Foroni F, Pergola G, Argiris G, Rumiati RI - Front Hum Neurosci (2013)

Bottom Line: Despite the importance of the issues and the relevance of this research, comprehensive and validated databases of stimuli are rather limited, outdated, or not available for non-commercial purposes to independent researchers who aim at developing their own research program.The FoodCast Research Image Database (FRIDa) we present here includes 877 images belonging to eight different categories: natural-food (e.g., strawberry), transformed-food (e.g., french fries), rotten-food (e.g., moldy banana), natural-non-food items (e.g., pinecone), artificial food-related objects (e.g., teacup), artificial objects (e.g., guitar), animals (e.g., camel), and scenes (e.g., airport).FRIDa has been validated on a sample of healthy participants (N = 73) on standard variables (e.g., valence, familiarity, etc.) as well as on other variables specifically related to food items (e.g., perceived calorie content); it also includes data on the visual features of the stimuli (e.g., brightness, high frequency power, etc.).

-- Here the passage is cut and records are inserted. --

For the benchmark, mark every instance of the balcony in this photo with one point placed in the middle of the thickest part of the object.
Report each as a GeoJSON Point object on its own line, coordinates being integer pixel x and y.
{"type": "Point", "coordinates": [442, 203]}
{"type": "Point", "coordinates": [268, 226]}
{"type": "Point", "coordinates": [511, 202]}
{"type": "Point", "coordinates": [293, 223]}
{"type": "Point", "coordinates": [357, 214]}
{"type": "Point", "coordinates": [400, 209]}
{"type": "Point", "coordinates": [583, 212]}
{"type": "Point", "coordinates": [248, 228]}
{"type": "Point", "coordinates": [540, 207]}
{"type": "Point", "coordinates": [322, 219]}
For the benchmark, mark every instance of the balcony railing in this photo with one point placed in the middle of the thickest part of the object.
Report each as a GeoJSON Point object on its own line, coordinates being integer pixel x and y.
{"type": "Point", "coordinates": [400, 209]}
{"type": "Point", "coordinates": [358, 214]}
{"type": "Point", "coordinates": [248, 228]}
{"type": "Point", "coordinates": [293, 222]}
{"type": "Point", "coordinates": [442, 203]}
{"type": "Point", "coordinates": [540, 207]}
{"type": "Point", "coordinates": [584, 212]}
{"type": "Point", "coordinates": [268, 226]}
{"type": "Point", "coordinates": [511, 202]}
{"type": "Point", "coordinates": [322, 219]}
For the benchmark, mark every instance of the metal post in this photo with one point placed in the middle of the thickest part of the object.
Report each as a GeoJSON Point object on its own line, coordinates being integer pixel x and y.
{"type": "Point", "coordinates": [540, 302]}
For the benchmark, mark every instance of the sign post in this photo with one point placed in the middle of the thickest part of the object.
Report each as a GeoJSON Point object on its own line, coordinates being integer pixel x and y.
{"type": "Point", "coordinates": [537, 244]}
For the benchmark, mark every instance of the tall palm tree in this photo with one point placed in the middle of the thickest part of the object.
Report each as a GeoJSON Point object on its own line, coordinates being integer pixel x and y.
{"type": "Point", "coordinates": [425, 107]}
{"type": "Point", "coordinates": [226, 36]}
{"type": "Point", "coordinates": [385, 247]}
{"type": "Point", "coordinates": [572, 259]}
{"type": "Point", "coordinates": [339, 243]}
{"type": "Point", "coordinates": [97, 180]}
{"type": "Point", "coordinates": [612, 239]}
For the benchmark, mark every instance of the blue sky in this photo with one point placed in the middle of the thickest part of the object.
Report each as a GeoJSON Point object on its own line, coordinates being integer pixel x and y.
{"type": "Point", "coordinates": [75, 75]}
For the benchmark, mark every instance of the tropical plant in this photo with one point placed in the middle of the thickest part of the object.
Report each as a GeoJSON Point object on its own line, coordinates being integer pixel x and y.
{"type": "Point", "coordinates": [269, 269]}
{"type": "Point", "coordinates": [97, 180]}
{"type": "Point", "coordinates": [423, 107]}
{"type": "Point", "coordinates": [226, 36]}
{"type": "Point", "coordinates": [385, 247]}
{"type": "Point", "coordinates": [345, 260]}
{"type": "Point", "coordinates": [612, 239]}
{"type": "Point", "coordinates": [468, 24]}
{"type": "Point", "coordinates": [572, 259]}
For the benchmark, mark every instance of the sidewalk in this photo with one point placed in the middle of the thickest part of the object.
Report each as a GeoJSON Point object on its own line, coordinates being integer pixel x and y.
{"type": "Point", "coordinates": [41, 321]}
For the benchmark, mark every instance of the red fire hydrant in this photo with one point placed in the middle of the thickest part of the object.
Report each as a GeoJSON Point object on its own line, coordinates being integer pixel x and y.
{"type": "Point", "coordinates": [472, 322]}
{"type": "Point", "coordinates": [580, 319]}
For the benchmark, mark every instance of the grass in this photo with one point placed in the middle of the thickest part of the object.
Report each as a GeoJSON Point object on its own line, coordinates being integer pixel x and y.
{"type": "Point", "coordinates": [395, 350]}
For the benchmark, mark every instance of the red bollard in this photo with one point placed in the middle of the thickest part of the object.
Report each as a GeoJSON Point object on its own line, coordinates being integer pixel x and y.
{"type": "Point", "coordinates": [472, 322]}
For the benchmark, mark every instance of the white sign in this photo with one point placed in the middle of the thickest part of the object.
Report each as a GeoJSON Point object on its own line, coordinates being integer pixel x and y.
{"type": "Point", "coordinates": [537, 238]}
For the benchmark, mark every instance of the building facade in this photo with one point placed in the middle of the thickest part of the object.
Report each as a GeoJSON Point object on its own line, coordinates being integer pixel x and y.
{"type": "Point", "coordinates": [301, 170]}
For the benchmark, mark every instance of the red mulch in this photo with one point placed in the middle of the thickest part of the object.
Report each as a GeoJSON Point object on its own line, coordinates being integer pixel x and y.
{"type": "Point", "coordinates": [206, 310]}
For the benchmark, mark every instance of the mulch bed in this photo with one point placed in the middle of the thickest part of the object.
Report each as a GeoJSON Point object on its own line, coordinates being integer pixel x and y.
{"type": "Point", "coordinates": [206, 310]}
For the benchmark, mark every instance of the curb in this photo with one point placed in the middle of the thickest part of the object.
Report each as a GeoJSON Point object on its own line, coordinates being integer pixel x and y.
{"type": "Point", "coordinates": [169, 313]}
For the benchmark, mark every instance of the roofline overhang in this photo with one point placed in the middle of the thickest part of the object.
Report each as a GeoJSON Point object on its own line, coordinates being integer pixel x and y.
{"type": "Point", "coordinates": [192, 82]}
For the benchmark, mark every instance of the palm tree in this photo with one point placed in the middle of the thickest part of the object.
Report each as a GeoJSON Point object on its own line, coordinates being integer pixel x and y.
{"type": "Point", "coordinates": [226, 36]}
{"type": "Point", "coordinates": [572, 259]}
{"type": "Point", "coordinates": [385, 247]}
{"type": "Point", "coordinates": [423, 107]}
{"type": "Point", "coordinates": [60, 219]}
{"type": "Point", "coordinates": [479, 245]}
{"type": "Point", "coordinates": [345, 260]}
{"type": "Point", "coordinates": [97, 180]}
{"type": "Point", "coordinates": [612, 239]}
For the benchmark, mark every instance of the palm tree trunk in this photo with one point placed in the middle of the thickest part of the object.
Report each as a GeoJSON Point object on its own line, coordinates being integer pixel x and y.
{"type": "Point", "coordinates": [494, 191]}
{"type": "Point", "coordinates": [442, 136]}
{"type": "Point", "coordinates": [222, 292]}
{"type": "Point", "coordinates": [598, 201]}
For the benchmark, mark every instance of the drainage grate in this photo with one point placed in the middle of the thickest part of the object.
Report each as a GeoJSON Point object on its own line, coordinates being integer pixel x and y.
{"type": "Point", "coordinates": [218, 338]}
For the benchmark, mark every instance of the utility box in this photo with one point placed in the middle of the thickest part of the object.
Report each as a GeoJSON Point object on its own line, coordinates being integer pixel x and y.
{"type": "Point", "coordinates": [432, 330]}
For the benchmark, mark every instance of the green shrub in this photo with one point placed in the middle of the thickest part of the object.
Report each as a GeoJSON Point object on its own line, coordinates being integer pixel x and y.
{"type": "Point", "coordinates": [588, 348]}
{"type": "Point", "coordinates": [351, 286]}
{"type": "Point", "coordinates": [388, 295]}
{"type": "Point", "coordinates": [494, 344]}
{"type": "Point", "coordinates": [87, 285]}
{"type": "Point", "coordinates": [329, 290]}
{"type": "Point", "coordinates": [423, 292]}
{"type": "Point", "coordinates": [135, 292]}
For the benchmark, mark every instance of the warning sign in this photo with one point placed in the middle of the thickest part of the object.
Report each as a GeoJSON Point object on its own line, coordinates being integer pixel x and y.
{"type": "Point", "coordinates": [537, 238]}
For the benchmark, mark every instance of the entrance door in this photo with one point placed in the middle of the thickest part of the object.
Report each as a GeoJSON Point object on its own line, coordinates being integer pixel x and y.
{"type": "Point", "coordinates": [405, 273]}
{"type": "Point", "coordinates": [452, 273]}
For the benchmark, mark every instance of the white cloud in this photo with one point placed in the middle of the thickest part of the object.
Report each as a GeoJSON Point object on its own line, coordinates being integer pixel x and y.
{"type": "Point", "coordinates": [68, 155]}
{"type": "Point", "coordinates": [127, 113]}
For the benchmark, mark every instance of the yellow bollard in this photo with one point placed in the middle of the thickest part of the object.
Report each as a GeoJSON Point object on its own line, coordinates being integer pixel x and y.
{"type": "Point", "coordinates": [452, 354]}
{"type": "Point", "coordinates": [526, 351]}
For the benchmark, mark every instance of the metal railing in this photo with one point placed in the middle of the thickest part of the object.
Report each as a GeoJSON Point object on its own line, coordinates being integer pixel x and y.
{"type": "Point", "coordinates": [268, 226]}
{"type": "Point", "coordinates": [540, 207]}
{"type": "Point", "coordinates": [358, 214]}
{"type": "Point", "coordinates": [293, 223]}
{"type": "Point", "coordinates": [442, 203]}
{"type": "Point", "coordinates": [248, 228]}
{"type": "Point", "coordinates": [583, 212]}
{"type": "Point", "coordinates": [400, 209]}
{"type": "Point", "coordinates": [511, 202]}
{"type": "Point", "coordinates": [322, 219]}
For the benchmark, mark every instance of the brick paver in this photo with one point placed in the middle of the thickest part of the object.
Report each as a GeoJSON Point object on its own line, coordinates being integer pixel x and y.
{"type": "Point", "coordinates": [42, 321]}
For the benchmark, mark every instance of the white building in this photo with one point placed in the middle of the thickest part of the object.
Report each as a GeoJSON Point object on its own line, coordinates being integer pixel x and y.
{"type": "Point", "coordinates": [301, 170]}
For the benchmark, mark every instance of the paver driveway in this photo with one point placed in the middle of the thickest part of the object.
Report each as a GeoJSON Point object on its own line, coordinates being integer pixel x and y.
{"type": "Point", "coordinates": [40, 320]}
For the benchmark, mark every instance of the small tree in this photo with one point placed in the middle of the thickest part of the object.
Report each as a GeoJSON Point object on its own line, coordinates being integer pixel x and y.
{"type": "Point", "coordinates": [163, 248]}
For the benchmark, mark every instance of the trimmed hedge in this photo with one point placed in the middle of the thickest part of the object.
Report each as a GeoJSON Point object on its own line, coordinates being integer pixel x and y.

View Article: PubMed Central - PubMed

Affiliation: Cognitive Neuroscience Sector, SISSA - Trieste Trieste, Italy.

ABSTRACT
In recent years we have witnessed an increasing interest in food processing and eating behaviors. This is probably due to several reasons. The biological relevance of food choices, the complexity of the food-rich environment in which we presently live (making food-intake regulation difficult), and the increasing health care cost due to illness associated with food (food hazards, food contamination, and aberrant food-intake). Despite the importance of the issues and the relevance of this research, comprehensive and validated databases of stimuli are rather limited, outdated, or not available for non-commercial purposes to independent researchers who aim at developing their own research program. The FoodCast Research Image Database (FRIDa) we present here includes 877 images belonging to eight different categories: natural-food (e.g., strawberry), transformed-food (e.g., french fries), rotten-food (e.g., moldy banana), natural-non-food items (e.g., pinecone), artificial food-related objects (e.g., teacup), artificial objects (e.g., guitar), animals (e.g., camel), and scenes (e.g., airport). FRIDa has been validated on a sample of healthy participants (N = 73) on standard variables (e.g., valence, familiarity, etc.) as well as on other variables specifically related to food items (e.g., perceived calorie content); it also includes data on the visual features of the stimuli (e.g., brightness, high frequency power, etc.). FRIDa is a well-controlled, flexible, validated, and freely available (http://foodcast.sissa.it/neuroscience/) tool for researchers in a wide range of academic fields and industry.

No MeSH data available.


Related in: MedlinePlus

Examples of the stimuli from the database. Tree examples of items from each category of stimuli. Information regarding the examples is reported in the Appendix.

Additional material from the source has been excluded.